Les Togolais installés hors des frontières nationales représentent une force économique de premier plan. En 2023, leurs envois d’argent vers le pays ont franchi la barre des 950 millions de dollars, l’équivalent de plus de 540 milliards de francs CFA. Une somme colossale qui reflète l’attachement de 1,5 million de compatriotes dispersés à travers la planète.
Ces flux financiers constituent bien plus qu’une simple aide familiale. Ils permettent aux ménages de financer l’éducation des enfants, d’accéder aux soins de santé et de maintenir un niveau de vie décent. Pour de nombreuses familles togolaises, ces transferts réguliers représentent une source de revenus stable qui les protège contre les aléas économiques.

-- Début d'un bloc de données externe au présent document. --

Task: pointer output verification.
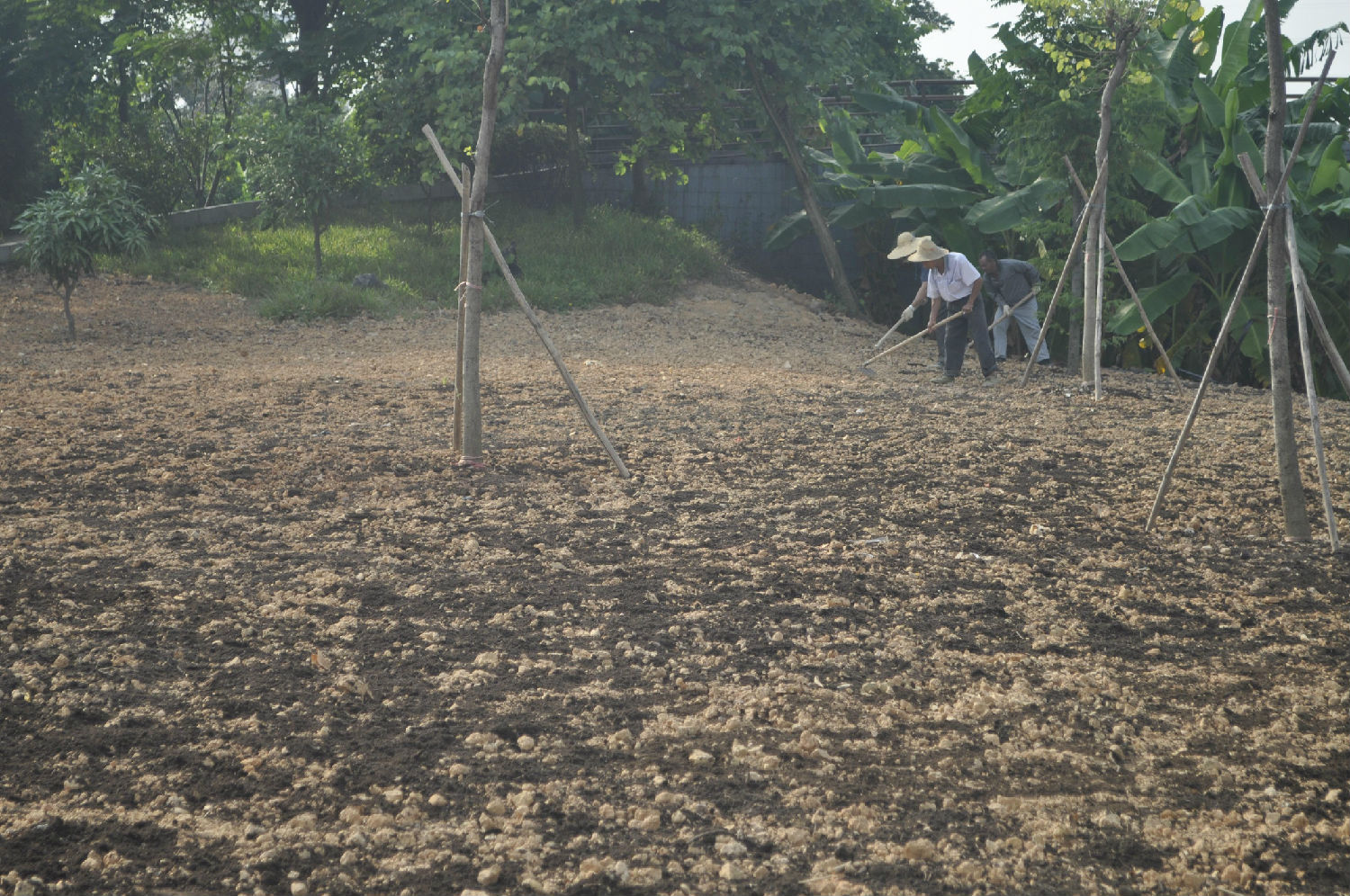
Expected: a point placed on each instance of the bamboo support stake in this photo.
(1237, 299)
(529, 312)
(1101, 308)
(1129, 285)
(1314, 312)
(1064, 275)
(1300, 283)
(1320, 326)
(459, 315)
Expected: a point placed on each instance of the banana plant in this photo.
(1209, 204)
(939, 178)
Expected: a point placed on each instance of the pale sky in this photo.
(976, 22)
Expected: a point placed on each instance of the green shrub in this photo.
(617, 258)
(64, 231)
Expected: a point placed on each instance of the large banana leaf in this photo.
(1191, 227)
(1328, 166)
(1156, 301)
(963, 148)
(887, 102)
(848, 148)
(1002, 212)
(1153, 175)
(1237, 40)
(788, 231)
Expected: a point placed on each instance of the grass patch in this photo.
(616, 258)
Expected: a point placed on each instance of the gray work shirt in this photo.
(1012, 281)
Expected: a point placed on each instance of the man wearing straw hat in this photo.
(904, 246)
(952, 278)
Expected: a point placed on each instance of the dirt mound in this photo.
(842, 632)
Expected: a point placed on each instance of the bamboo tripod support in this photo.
(1301, 299)
(1338, 363)
(1237, 299)
(1077, 240)
(1306, 308)
(529, 313)
(1125, 278)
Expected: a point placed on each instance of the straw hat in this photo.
(904, 243)
(926, 250)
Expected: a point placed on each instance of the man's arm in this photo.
(1033, 277)
(975, 296)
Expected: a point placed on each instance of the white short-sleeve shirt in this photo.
(956, 281)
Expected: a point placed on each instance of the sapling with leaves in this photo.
(307, 164)
(67, 229)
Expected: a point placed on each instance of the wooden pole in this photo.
(1237, 299)
(1293, 502)
(529, 313)
(1064, 275)
(1310, 300)
(1129, 286)
(1309, 382)
(1101, 307)
(459, 316)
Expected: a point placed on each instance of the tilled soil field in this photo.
(840, 633)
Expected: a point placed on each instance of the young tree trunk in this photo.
(1091, 369)
(65, 307)
(575, 164)
(472, 436)
(1074, 354)
(778, 113)
(1277, 264)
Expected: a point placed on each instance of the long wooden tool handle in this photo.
(918, 335)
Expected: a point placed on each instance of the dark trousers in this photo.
(974, 327)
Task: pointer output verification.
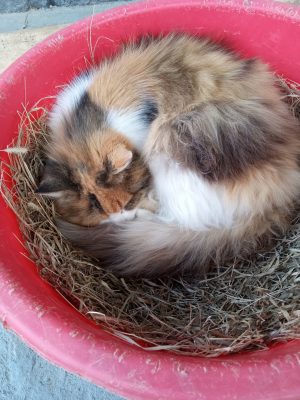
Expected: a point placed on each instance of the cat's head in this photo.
(93, 178)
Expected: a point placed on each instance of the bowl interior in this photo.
(30, 306)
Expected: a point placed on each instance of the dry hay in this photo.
(242, 306)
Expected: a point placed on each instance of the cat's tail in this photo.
(150, 248)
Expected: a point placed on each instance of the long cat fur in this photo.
(221, 145)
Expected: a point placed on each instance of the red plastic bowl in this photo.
(36, 312)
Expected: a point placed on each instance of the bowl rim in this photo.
(103, 357)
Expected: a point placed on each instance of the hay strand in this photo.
(242, 306)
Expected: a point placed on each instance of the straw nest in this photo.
(245, 305)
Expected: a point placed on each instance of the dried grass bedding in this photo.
(242, 306)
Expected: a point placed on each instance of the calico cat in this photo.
(212, 130)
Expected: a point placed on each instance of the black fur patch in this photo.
(222, 140)
(150, 111)
(94, 203)
(103, 177)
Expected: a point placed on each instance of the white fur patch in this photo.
(189, 200)
(68, 99)
(131, 124)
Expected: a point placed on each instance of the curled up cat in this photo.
(171, 157)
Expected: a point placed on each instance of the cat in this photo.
(186, 119)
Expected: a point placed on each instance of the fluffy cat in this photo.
(221, 145)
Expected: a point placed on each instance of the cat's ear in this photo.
(120, 158)
(55, 180)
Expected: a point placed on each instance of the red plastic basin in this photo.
(36, 312)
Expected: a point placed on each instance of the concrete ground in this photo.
(23, 374)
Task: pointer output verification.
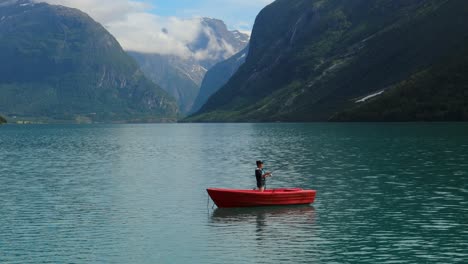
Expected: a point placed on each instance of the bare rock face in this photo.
(59, 64)
(182, 77)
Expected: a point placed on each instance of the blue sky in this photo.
(238, 14)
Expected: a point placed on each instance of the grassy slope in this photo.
(309, 59)
(439, 93)
(63, 65)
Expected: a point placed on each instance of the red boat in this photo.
(244, 198)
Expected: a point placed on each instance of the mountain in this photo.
(311, 60)
(182, 76)
(218, 76)
(438, 93)
(59, 64)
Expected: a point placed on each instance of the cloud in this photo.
(137, 29)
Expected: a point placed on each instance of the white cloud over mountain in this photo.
(137, 29)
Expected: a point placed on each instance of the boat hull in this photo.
(245, 198)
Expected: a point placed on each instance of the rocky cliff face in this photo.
(310, 60)
(182, 77)
(59, 64)
(218, 76)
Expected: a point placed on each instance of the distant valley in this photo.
(305, 61)
(340, 60)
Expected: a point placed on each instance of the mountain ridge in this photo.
(65, 66)
(309, 59)
(182, 77)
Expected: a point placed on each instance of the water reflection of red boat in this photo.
(246, 198)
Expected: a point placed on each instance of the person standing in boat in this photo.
(261, 175)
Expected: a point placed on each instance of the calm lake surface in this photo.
(386, 193)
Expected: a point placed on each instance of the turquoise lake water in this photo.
(386, 193)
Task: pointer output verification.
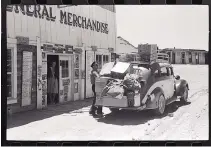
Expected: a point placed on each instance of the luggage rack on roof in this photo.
(162, 58)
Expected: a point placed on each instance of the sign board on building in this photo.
(111, 50)
(48, 47)
(26, 78)
(69, 49)
(78, 50)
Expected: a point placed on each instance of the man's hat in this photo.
(94, 63)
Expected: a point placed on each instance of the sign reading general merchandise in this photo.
(66, 18)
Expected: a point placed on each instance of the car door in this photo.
(166, 81)
(171, 81)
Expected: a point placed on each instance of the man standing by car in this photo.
(94, 74)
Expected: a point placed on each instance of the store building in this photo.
(186, 56)
(71, 37)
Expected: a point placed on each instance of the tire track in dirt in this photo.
(163, 125)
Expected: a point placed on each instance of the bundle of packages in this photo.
(131, 82)
(114, 89)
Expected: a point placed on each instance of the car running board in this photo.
(171, 100)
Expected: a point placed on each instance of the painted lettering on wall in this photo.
(66, 18)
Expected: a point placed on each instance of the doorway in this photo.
(52, 91)
(190, 57)
(183, 58)
(173, 57)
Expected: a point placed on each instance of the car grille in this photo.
(130, 99)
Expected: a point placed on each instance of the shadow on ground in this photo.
(24, 118)
(124, 117)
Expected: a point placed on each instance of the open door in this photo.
(65, 78)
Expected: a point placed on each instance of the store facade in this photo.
(69, 38)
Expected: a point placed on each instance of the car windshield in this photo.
(106, 69)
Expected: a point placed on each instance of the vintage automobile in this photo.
(156, 86)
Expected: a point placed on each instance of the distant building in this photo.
(186, 56)
(148, 52)
(124, 47)
(70, 36)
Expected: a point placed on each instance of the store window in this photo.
(105, 59)
(101, 60)
(65, 69)
(9, 73)
(76, 66)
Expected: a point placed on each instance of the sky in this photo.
(185, 27)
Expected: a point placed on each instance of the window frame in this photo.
(65, 68)
(77, 68)
(13, 48)
(102, 62)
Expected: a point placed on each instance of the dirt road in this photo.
(180, 122)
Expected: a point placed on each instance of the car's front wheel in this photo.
(184, 98)
(161, 103)
(114, 110)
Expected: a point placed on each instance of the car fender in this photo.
(152, 101)
(180, 87)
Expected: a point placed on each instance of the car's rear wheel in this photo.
(184, 98)
(114, 110)
(161, 103)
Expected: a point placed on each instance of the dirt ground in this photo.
(69, 122)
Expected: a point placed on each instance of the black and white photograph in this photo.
(107, 72)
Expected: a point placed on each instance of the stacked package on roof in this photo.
(147, 52)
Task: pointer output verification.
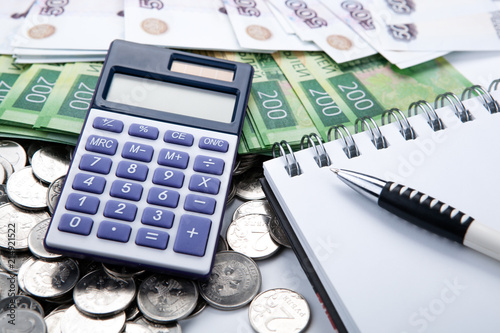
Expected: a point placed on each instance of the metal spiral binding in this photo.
(494, 85)
(321, 157)
(292, 167)
(462, 113)
(350, 148)
(488, 101)
(432, 118)
(405, 128)
(377, 138)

L’ampleur du phénomène se mesure également dans les chiffres antérieurs. En 2018, les envois atteignaient déjà 500 millions de dollars, soit près de 8,5 % du produit intérieur brut national. Un an auparavant, en 2017, environ 287 milliards de francs CFA avaient été transférés, générant plus de 14 milliards de recettes fiscales pour l’État togolais.
Face à ce volume financier croissant, les autorités cherchent désormais à orienter ces fonds vers des secteurs productifs. L’objectif affiché vise à transformer une partie de cet argent en investissements durables dans le commerce, l’agriculture ou l’entrepreneuriat. Pour l’instant, la majorité de ces sommes sert à couvrir les dépenses quotidiennes, sans créer nécessairement de richesses pérennes.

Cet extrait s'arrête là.